Galeano, García Linera e o pensamento crítico latino-americano
Eles correspondem, de distintas maneiras, ao que se chama de intelligentsia - críticos que abordam os temas mais relevantes com linguagem acessível.
As duas Assembleias Gerais de Clacso (Conselho Latinoamericano de Ciencias Sociais) que dirigi foram encerradas respectivamente por Álvaro Garcia Linera (em Cochabamba, em 2009) e por Eduardo Galeano (na Cidade do Mexico, em 2012). Foram formas contundentes de mostrar aos cientistas sociais do continente as expressão maiores do pensamento crítico latino-americano contemporâneo.
Um, Álvaro Garcia Linera, professor universitário, militante político, preso e torturado por isso, grande intelectual revolucionário, que articula fina capacidade de elaboração teórica com a prática política. Tornou-se o maior intelectual latino-americano contemporâneo. O outro, Eduardo Galeano, de que conhecemos a insuperável capacidade de captar a realidade nas suas expressões mais cotidianas, ao lado dos grandes e cruéis fenômenos globais, a partir da sua visão humanista e solidária. O melhor escritor latino-americano contemporâneo.
Os dois correspondem, de distintas maneiras, ao que se chama de intelligentsia - intelectuais críticos, que abordam os temas mais relevantes, e linguagem acessível, defendendo aos mais oprimidos, humilhados, ofendidos. Uma categoria – intelectual da esfera pública – que está em processo de extinção.
A vida acadêmica condiciona a prática dos intelectuais de forma a que tendem a ser absorvidos por demandas burocráticas, a escrever conforme os cânones das instituições, a aderir a especializações cada vez maiores. E, como consequência de tudo isso, a despolitizar-se, a distanciar-se dos grandes problemas contemporâneos das nossas sociedades.

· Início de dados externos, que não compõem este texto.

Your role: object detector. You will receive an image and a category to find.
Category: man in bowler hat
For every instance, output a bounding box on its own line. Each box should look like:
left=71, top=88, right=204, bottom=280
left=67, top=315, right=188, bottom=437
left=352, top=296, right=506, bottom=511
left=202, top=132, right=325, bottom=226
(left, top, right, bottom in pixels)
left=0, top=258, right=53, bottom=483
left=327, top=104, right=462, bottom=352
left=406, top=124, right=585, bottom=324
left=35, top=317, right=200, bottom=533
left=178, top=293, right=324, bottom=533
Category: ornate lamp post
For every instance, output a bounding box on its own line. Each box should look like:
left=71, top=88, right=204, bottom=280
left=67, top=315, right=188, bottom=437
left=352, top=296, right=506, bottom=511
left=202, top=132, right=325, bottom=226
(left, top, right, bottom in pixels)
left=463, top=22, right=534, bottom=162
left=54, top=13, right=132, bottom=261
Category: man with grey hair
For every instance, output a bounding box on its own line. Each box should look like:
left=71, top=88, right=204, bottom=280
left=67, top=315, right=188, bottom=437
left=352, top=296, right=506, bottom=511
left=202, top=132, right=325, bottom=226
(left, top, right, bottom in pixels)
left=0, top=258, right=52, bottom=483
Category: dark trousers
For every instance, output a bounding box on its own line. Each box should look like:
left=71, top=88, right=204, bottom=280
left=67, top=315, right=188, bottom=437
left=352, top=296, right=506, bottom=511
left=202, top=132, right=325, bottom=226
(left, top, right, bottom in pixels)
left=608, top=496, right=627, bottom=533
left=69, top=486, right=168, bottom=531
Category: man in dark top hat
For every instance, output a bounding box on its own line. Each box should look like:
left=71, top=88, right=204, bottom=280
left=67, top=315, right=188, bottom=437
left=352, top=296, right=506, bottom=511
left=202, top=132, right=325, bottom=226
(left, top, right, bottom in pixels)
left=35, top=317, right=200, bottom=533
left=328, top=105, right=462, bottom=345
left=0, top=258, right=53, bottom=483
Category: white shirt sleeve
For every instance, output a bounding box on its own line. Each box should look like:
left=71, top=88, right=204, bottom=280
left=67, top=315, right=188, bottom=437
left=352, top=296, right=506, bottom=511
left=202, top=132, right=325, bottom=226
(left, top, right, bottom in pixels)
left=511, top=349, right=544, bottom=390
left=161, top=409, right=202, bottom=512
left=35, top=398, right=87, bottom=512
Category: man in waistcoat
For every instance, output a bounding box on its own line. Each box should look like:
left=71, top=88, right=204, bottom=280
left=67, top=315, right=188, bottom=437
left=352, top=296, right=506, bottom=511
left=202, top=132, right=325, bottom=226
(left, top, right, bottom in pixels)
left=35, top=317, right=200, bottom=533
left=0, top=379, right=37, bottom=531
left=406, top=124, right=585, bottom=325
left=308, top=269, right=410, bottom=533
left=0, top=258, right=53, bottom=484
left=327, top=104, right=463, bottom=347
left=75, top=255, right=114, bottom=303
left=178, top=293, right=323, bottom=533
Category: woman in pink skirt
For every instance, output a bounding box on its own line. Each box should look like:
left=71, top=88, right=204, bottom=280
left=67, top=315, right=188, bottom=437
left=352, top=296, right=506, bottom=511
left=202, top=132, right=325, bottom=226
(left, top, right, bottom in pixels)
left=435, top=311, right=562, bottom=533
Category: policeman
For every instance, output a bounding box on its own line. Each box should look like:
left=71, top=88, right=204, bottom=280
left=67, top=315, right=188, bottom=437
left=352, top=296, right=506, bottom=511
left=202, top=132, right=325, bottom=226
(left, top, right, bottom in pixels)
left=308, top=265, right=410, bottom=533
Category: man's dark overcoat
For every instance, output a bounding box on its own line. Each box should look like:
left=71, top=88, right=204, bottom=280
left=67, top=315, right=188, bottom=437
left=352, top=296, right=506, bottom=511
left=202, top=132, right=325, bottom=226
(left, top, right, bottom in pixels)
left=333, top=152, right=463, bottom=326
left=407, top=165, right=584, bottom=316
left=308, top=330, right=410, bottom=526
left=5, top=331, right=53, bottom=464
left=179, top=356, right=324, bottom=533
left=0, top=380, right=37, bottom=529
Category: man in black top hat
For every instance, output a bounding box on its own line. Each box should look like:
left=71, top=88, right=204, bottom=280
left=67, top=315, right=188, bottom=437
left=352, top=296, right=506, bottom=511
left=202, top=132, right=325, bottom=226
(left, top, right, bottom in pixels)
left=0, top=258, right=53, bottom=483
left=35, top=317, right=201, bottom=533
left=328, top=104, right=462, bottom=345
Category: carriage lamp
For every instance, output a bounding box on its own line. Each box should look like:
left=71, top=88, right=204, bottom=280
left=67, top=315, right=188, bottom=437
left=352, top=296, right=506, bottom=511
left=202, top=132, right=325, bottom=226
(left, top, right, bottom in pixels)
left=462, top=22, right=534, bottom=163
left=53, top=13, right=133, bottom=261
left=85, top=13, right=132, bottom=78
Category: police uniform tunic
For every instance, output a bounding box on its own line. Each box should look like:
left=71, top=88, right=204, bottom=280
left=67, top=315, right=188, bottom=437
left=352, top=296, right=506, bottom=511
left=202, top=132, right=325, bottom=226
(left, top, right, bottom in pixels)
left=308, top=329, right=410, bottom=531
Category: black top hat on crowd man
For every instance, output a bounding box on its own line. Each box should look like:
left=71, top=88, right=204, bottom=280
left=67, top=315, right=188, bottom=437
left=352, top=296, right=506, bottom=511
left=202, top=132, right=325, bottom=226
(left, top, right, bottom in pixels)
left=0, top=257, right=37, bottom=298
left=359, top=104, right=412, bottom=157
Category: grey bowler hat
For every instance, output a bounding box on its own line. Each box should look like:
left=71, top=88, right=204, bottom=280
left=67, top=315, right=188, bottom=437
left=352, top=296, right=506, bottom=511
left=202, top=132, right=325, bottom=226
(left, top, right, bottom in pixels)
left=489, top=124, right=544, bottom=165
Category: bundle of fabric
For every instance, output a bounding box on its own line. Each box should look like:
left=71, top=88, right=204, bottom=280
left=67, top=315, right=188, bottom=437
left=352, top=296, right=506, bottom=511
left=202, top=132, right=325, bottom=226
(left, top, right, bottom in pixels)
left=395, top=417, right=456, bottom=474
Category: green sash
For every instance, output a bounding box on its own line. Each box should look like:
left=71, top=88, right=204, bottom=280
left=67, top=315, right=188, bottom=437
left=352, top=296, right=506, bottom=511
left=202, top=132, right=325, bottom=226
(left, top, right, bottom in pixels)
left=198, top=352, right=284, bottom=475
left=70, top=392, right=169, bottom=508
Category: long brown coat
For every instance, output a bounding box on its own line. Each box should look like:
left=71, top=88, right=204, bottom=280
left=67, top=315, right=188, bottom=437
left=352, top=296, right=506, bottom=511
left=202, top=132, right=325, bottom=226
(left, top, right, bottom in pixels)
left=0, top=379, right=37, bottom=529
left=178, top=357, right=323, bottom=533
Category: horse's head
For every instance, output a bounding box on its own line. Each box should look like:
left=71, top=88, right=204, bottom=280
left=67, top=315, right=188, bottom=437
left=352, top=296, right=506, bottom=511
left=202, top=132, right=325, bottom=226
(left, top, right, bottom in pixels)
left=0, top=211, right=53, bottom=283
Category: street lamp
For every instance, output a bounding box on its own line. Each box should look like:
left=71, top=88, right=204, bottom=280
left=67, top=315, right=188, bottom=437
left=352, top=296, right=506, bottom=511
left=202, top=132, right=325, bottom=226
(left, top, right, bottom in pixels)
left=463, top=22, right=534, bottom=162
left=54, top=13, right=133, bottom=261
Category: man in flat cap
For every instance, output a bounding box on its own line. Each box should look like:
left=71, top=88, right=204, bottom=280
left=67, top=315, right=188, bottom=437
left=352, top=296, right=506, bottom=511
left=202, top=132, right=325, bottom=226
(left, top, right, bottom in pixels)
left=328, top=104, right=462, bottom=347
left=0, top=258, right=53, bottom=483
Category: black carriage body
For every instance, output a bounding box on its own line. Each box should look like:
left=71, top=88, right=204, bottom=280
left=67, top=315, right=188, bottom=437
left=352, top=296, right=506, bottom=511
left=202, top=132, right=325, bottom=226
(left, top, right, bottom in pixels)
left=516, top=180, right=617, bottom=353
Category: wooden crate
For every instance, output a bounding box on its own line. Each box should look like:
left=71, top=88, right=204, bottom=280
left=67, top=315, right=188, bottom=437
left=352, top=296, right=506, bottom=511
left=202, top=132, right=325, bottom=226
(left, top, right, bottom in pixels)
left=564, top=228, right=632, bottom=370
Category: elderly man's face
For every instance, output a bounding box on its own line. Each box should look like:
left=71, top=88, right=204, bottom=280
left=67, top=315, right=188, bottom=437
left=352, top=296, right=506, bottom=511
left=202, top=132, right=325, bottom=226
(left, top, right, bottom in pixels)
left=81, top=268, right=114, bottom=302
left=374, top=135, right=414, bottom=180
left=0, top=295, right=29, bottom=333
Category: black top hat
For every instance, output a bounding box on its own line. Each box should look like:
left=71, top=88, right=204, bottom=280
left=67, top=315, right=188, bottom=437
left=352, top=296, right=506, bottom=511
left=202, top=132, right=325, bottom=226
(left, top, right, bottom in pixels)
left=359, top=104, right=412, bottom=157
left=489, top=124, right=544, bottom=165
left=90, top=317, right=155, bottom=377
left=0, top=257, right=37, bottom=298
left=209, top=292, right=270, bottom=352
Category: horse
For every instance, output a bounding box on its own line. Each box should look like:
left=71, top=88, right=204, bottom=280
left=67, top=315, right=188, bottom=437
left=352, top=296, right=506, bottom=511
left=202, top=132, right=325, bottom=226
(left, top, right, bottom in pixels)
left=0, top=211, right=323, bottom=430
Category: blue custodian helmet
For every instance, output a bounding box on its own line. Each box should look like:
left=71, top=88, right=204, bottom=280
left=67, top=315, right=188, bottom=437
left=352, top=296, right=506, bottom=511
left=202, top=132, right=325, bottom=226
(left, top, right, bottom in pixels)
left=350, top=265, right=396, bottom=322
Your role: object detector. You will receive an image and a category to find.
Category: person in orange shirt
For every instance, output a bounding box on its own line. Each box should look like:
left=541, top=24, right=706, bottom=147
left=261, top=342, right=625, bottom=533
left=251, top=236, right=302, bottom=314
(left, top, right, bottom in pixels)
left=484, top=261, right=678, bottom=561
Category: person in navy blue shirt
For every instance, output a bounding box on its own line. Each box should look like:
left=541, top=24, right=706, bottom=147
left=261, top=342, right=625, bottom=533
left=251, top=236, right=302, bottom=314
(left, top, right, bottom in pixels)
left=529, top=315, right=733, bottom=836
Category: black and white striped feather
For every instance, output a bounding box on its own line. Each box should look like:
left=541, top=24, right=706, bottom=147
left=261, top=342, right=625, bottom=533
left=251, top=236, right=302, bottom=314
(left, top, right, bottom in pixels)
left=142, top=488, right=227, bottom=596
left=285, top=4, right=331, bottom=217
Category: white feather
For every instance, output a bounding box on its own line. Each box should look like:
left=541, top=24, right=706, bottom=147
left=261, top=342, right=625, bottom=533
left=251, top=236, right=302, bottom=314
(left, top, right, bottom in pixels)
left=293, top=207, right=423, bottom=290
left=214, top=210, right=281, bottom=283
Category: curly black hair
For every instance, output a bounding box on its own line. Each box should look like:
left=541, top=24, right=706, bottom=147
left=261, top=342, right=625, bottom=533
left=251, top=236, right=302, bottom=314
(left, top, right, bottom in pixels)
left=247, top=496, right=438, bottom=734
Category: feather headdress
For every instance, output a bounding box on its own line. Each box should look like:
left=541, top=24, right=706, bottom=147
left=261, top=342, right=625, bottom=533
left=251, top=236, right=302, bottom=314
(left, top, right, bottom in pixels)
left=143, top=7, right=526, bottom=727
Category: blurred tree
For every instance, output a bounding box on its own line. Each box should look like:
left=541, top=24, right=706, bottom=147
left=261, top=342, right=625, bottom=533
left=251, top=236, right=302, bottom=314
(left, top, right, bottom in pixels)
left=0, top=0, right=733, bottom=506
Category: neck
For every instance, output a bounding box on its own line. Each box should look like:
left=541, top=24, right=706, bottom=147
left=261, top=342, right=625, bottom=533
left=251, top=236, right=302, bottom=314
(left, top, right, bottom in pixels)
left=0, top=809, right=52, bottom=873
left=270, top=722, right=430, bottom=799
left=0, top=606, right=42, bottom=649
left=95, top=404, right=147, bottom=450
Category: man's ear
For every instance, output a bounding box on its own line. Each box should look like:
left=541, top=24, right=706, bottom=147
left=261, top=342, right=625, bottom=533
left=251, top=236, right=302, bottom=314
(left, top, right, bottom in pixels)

Nunca como hoje a América Latina necessitou tanto de intelectuais que coloquem sua capacidade de reflexão e de formulação de propostas alternativas a serviço do enfrentamento dos grandes desafios que se colocam para as nossas sociedades. Mas – é preciso dizer – poucas vezes, mais ainda em períodos históricos tão transcendentais como este, a intelectualidade latino-americana esteve tão ausente da participação ativa nos processos políticos e de elaborações teóricas vinculadas aos grandes desafios que enfrentamos. Há muitas exceções, mas não correspondem a todo o potencial do pensamento crítico das nossas universidades, dos nossos centros de pesquisa, das distintas formas de prática intelectuais.
Sem essa contribuição, que favorece a rearticulação entre a teoria e a prática, a reflexão intelectual se manterá intranscendente, enquanto que a prática política sentirá a falta da capacidade de criação estratégica, que necessita de um poder de elaboração teórica que capte os grandes problemas que enfrentamos e ajude a formular as alternativas para superá-los.
É verdade que entidades que antes convocavam a intelectualidade para essa participação - criavam espaços para isso, se pronunciavam sobre os grandes problemas políticos do nosso continente - agora se mostram dominadas por praticas burocráticas, despolitizadas, ausentes da esfera pública nos planos políticos e intelectual. Mesmo assim, é possível que os intelectuais se mobilizem e intervenham muito mais do que fizeram até aqui.